Saturday's activities will conclude with an outing to the Anderson-Abruzzo International Balloon Museum.
The conference will conclude Sunday on a positive note as members of the New Mexico 4-H Leadership Team talk about their experiences as 4-H members.
"The key to 4-H members pushing their limits and soaring to new heights is the adult volunteer leaders," Schultz said. "The conference will conclude with a session that we hope will take the leaders up, up and away with new ideas, projects and activities that they can take home to share with their members. The workshop will help them assist their 4-H members to soar."
New Mexico, along with other states hosting 4-H Leaders' Forums, received $2,000 from Monsanto Company to support the training and education of 4-H volunteers.
"4-H is supported nationwide by a dedicated network of volunteers who know the value of strong, positive youth development.

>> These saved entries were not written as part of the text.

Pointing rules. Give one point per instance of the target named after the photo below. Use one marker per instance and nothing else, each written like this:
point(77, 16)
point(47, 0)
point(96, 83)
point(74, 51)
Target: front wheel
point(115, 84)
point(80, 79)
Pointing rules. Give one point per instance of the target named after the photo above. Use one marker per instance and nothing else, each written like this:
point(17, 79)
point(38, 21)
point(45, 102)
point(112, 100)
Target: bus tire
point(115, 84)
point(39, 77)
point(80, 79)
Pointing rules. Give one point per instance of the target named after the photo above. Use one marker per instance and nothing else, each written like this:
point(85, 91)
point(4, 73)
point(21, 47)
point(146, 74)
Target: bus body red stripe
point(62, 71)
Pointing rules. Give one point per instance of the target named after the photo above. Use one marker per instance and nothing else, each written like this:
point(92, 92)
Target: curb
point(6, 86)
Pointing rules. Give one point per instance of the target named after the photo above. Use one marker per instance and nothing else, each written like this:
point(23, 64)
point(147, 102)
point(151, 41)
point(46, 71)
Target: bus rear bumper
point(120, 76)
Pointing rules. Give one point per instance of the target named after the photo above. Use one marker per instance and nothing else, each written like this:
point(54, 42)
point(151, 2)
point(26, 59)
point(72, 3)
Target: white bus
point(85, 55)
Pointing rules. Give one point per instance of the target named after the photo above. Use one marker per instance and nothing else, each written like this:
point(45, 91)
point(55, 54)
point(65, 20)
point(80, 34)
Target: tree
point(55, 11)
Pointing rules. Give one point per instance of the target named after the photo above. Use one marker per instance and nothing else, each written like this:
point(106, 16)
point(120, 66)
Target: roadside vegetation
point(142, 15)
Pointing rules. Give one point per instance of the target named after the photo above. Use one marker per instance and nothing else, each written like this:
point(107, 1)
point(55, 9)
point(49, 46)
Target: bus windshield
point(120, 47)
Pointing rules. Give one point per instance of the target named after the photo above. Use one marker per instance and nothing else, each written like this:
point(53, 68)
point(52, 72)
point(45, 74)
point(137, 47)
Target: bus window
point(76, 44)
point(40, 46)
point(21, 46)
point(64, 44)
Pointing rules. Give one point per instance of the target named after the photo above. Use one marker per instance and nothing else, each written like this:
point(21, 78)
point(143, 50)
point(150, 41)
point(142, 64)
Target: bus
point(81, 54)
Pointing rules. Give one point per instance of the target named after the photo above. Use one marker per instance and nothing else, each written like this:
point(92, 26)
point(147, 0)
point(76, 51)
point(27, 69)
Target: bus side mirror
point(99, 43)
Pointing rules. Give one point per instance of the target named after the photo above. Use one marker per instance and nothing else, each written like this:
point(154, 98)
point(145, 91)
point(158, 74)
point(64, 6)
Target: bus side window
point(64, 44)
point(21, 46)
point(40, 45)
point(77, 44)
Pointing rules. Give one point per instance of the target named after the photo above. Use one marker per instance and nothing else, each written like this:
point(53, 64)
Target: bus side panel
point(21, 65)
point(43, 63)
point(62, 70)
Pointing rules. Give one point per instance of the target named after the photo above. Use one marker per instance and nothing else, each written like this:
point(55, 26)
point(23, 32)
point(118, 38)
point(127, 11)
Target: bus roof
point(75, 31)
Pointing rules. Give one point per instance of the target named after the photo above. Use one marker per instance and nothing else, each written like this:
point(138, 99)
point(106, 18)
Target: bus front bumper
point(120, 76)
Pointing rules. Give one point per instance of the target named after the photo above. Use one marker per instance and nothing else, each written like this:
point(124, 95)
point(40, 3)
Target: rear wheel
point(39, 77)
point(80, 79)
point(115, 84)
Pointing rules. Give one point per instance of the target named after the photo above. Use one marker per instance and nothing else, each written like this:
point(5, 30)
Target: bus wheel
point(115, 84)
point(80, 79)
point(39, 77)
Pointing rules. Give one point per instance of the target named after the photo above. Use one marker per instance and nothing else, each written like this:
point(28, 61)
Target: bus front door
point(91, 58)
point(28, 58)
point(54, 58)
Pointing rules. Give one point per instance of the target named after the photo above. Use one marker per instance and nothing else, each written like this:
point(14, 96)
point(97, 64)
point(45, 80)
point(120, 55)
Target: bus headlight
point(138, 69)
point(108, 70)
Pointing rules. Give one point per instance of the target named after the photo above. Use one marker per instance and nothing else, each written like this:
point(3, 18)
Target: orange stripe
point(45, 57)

Partners like Monsanto Company make it possible for 4-H to continue to build and sustain our volunteer base and ensure that even more youth enjoy fulfilling 4-H experiences," said Donald T. Floyd Jr., National 4-H Council's president and chief executive officer.
"Monsanto has a long-standing tradition of providing support for 4-H," said Jim Tobin, director of Monsanto's biotech business development. "Many company employees were 4-H members, and tell us that they credit 4-H for many of the skills they use today to do their jobs - a real credit to the 4-H volunteer leaders who assisted them in their learning process."
Monsanto is also providing financial support to regional 4-H Forums.